Er stand dort am Montag vor Weihnachten, als ich vorbeikam. Er stand dort am Dienstag, am Mittwoch und am Donnerstag, und ich bin mir heute sicher, er hat sich in der ganzen Zeit nicht von der Stelle bewegt!

Am Donnerstag, ich war auf meinem Weg gerade an dem Alten vorbeigekommen, hörte ich hinter mir einen dumpfen Aufschlag.

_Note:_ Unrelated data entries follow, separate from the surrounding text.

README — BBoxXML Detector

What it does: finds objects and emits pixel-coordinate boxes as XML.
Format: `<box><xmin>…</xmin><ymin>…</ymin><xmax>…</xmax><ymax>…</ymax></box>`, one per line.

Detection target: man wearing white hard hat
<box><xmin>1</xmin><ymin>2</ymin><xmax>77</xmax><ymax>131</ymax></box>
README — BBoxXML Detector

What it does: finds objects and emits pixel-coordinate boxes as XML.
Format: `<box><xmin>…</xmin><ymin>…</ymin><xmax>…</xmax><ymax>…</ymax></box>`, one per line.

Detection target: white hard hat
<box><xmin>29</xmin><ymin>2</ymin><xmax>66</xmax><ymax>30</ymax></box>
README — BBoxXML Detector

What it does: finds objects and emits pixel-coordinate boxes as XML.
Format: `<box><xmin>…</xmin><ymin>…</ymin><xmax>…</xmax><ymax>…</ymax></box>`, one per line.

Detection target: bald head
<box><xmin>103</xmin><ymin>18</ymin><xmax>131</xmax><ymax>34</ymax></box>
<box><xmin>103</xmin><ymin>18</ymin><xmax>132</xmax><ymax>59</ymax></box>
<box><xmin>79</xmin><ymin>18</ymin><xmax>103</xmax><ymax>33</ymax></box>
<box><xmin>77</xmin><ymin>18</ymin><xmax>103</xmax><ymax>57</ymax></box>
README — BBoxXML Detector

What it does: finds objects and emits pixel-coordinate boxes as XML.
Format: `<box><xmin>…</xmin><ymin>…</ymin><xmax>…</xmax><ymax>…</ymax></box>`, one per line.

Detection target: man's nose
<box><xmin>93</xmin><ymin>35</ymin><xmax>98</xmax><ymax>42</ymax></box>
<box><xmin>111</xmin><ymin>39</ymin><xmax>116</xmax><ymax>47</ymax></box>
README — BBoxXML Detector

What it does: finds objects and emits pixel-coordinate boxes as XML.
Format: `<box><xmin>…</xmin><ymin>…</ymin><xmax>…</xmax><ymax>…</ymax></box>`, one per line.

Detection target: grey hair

Ich drehte mich um und sah den alten Mann am Boden liegen.
Ich ging zurück, sein Blick traf meinen, er hatte seine linke Hand zur Faust geballt, streckte sie mir entgegen und flüsterte mit ersterbender Stimme: "Alles, alles, das ist alles, was mir blieb...". Er kippte um und blieb liegen, seine Hand öffnete sich - sie war leer.
Schnell ging ich weiter, irgendwie war es mir ja auch peinlich, schließlich war er doch nur ein fremder, alter Mann.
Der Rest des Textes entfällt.